In handicapping the Lions’ GM search, I don’t think this is a job that can go to anyone below the VP of Player Personnel level. Experience and proven decision-making matters more with the Lions right now than it does with other teams who may be looking for a GM. There are several more names under review, but if I were hiring, these are the top three guys I would consider in Detroit:
1. Jerry Reese, former Giants GM who has two Super Bowls in his back pocket to go with a 23-year career in New York. He’s known for being a solid personnel guy with an even-keel personality. I like a veteran guy for this job who needs no “on the job training”. Reese probably needs a “go to” evaluator with him as his #2 guy that comes from outside the Giants structure. I think Reese fits here even though he's been out of football for the last two years. I think his biggest negative was hiring Ben McAdoo as the Giants’ head coach.

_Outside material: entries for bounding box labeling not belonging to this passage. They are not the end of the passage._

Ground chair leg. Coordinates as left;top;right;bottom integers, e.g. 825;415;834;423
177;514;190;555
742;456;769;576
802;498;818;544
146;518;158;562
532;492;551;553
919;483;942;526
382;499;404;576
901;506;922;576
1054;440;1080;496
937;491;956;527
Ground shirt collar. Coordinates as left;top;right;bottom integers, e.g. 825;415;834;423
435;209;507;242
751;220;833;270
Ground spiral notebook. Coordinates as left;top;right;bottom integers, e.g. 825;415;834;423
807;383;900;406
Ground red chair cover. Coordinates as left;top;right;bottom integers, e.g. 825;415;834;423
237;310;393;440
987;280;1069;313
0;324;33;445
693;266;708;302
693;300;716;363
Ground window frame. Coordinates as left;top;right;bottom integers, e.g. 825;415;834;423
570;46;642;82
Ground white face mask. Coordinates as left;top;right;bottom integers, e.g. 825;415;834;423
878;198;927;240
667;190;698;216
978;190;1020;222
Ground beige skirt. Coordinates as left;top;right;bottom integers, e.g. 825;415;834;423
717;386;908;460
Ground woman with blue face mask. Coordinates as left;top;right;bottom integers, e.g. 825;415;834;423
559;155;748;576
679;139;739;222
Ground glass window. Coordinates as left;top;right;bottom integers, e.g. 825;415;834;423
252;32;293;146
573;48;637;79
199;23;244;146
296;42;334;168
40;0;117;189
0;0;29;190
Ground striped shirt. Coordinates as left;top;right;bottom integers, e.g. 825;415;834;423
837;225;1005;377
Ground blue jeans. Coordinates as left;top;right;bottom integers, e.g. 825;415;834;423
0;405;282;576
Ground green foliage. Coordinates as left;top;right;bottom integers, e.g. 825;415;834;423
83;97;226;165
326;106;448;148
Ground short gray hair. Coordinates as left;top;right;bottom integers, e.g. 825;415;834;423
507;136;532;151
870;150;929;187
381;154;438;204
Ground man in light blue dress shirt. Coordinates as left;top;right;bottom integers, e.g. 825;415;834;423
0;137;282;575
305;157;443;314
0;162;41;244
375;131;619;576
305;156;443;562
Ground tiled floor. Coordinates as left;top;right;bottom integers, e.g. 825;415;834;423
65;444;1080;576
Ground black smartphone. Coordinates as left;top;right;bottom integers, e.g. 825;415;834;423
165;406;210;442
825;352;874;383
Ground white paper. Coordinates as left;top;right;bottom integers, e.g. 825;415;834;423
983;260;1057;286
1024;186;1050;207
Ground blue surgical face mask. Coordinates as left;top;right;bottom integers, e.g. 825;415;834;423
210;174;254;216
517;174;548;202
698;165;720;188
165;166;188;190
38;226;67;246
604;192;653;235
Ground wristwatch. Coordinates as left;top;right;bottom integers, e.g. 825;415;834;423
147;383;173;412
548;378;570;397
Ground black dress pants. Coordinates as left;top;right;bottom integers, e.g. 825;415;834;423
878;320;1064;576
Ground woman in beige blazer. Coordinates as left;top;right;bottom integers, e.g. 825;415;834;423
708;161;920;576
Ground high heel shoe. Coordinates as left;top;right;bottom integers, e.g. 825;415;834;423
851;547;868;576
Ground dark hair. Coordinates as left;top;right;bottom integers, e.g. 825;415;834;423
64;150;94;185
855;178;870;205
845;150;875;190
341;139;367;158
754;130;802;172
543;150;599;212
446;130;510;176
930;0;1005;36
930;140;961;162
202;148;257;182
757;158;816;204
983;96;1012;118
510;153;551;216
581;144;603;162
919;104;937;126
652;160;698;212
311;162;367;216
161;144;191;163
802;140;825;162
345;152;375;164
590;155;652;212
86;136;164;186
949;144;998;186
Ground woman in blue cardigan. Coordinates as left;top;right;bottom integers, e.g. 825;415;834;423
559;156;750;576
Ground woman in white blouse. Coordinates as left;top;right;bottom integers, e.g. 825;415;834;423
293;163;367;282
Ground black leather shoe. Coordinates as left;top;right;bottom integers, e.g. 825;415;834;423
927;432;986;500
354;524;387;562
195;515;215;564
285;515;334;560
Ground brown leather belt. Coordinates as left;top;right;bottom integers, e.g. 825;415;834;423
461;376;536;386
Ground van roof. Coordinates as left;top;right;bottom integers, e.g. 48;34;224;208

2. Tom Dimitroff, former Falcons boss who was fired in Week 5. Dimitroff is well respected in the football world. He has come up through the ranks of scouting and put together a Super Bowl team in Atlanta. His personnel additions in Atlanta went south over the last couple of years but Dimitroff is confident, personable and not afraid to hire people that know more than him on his staff.
3. Ryan Cowden, VP Player Personnel with the Tennessee Titans. Cowden has 21 years of experience in the NFL and learned from Brandon Bean (Bills GM), when he was in Carolina and Jon Robinson, the Titans GM, who has rebuilt that roster into a playoff contender. Cowden has been high enough up the food chain to be involved in high-level decisions of team building and managing people. He seems to have the personality and skill set to lead an organization.
I will give you my “best fits” for the other General Manager jobs over the next couple weeks. I have no agenda, which is hard to find in the lists of candidates put out by some in the media.